IDseSession has dedicated methods to execute graph queries:

using Dse.Graph;
session.ExecuteGraph("system.createGraph('demo').ifNotExist().build()");

GraphStatement s1 = new SimpleGraphStatement("g.addV(label, 'test_vertex')").SetGraphName("demo");
session.ExecuteGraph(s1);

GraphStatement s2 = new SimpleGraphStatement("g.V()").SetGraphName("demo");
GraphResultSet rs = session.ExecuteGraph(s2);
Vertex vertex = rs.First();
Console.WriteLine(vertex.Label);

Graph options

You can set default graph options when initializing the cluster. They will be used for all graph statements. For example, to avoid repeating SetGraphName("demo") on each statement:

IDseCluster dseCluster = DseCluster.Builder()
    .AddContactPoint("127.0.0.1")
    .WithGraphOptions(new GraphOptions().SetName("demo"))
    .Build();

If an option is set manually on a GraphStatement, it always takes precedence; otherwise the default option is used. This might be a problem if a default graph name is set, but you explicitly want to execute a statement targeting system, for which no graph name must be set. In that situation, use GraphStatement.SetSystemQuery():

GraphStatement s = new SimpleGraphStatement("system.createGraph('demo').ifNotExist().build()")
    .SetSystemQuery();
session.ExecuteGraph(s);

Asynchronous query execution

Graph statements can also be executed without blocking the calling thread using ExecuteGraphAsync() method.

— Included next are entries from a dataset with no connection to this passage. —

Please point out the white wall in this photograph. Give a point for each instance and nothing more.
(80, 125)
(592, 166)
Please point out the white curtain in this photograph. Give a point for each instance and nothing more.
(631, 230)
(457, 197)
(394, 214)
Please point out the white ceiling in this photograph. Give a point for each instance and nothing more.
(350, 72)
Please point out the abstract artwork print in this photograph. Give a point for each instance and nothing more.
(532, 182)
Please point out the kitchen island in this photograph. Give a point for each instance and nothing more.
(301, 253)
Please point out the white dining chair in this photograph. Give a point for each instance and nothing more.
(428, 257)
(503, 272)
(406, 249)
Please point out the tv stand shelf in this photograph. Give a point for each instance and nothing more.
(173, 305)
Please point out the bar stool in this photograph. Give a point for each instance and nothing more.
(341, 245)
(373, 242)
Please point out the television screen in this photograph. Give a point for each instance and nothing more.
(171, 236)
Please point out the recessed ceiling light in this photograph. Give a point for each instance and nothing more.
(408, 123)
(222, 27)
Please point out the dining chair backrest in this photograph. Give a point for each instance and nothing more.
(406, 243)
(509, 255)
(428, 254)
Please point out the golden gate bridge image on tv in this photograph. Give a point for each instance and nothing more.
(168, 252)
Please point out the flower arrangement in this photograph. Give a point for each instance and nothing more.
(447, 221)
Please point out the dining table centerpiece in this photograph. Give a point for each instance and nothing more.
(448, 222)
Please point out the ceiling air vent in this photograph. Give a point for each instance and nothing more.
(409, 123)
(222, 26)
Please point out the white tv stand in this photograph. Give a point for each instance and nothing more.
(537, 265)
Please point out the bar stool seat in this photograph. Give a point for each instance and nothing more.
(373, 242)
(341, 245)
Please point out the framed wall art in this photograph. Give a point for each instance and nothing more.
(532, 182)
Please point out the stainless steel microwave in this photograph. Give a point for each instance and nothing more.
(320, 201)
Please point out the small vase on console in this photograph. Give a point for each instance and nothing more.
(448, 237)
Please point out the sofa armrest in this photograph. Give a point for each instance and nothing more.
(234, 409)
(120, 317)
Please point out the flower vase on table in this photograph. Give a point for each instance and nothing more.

GraphResultSet rs = await session.ExecuteGraphAsync(new SimpleGraphStatement("g.V()"));

Handling results

Graph queries return a GraphResultSet, which is essentially an enumerable of GraphNode:

GraphResultSet rs = session.ExecuteGraph(new SimpleGraphStatement("g.V()"));

// Iterating as GraphNode
foreach (GraphNode n in rs)
{
    Console.WriteLine(n);
}

GraphNode represent a response item returned by the server. You can cast the result to a specific type as it implements implicit conversion operators to Vertex, Edge and Path:

GraphResultSet rs = session.ExecuteGraph(new SimpleGraphStatement("g.V()"));

// Iterating as Vertex
foreach (Vertex vextex in rs)
{
    Console.WriteLine(vertex.Label);
}

GraphNode also provides conversion methods for scalar values like ToDouble(), ToInt32(), To<T>() and ToString():

GraphNode r = session.ExecuteGraph(new SimpleGraphStatement("g.V().count()")).First();
Console.WriteLine("The graph has {0} vertices.", r.ToInt32());

GraphNode inherits from DynamicObject, allowing you to consume it using the dynamic keyword and/or as a dictionary.

dynamic r = session.ExecuteGraph(new SimpleGraphStatement("g.V()")).First();

Parameters

Graph query parameters are always named. Parameter bindings are passed as an anonymous type or as a IDictionary<string, object> alongside the query:

session.ExecuteGraph("g.addV(label, vertexLabel)", new { vertexLabel = "test_vertex_2" });

Note that, unlike in CQL, Gremlin placeholders are not prefixed with “:”.

Prepared statements

Prepared graph statements are not supported by DSE Graph yet (they will be added in the near future).